Ben rose decisively, and poked Cope in the chest. “Say goodbye to the kids. Teke, Elise, you staying or going?”
“I don’t miss it for the world!” Elise assured him.
“Hm,” Teke replied, gauging Cope.
“No one is going anywhere!” Copeland exploded. “My ship! I own it! Prosper is all we have, Ben!”
“But it’s Sass and Clay. And Thrive.”
“Who are grownups! Ben, we’re not hunting for a lost teddy bear! They’re in another star system! They chose to do that all by themselves! Without backup. We are not their backup.”
Ben pursed his lips and held his eye. “Rogue AI murdering people. Two possibilities here, Cope. We go when we didn’t need to. Or we don’t go, when we did need to, and the last bastion of the Colony Corps is wiped out. And our friends along with them. And there’s a murderous AI with starships who knows where to find us. Cope, remember when I was lost in the rings, out of range, out of fuel, out of air? Gorky and Lavelle came and got me. Because they know I’d do the same for them. Are you saying I should do less for Sass Collier?”
“Ben, we haven’t tested this new warp on people!”
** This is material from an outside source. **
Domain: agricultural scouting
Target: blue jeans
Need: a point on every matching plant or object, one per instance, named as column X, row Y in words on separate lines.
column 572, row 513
Ben shrugged. “Calculated risk. I flew the old warp. I survived. We checked the shuttle for metal strain and fractures. The vehicle survived. We tested the exact navigation with a probe. The probe arrived right where we sent it. My ship, my call. I say go.” He jabbed Cope hard in the chest. “And you’re going with me. Because you’re my chief engineer.”
“Our kids –”
“Are no excuse. I am a starship captain. I love the kids. But I am who I am. They’ve known that all their lives. I can save Sass’s crew. Therefore I must. Surely you see that. Or do my kids know me better than my husband does?”
“Hell, Ben…” Cope moaned.
Ben clicked on
his comms. “All hands. All hands, wake up. This is the captain. Emergency. We are departing Mahina Orbital for an emergency pickup. Dad, kids, pack your things and disembark. Portia and Hamlet Greer, that goes for you, too. Everyone else to the galley for a briefing. Prosper is headed to Sanctuary. Acosta out.”
Sixteen-year-old Nico Copeland checked the time, now 00:16 the next day. He lay in bed in the new Yang-Yang facilities on Mahina Orbital. The family was camping in Kassidy Yang’s apartment until they could catch a lift home. Aunt Kassidy planned to stay here, where she could whip up support from Mahina if needed. In his dads’ mad scramble to lift for Sanctuary, the family got home from the sendoff around 22:00.
Granddad Nathan should be asleep by now.
This was tricky. Too soon, and he’d get caught on this end. But if he waited too late, Prosper would button up, and he’d get caught at the dock. Nico hoped to sneak in while they loaded cargo.
He didn’t even try asking for permission. Dad would say no.
He gulped. Dad would forgive him. But did he have the guts? Aunt Jules went to space at 15. Teke was 17 when he stowed away. Teke left his whole world behind forever. At the wedding, they regaled him with tales of Thrive’s adventures when Nico was a baby. The stories were fresh in his mind.
He nodded, resolute. It was time.
The teen threw off his covers and slipped into his boots as quietly as he could. He wasn’t worried about waking Ham Greer. But Sock was a light sleeper. Still, guilt led him to peer at his baby brother. He kissed his brow, a featherlight peck. The boy smelled of rosewater from the girls spritz-attacking him while he brushed his teeth.
“Bye, squirt,” Nico breathed. With that, he grabbed his bag. They’d never unpacked. He slipped out of the bedroom, then carefully into the station hallway.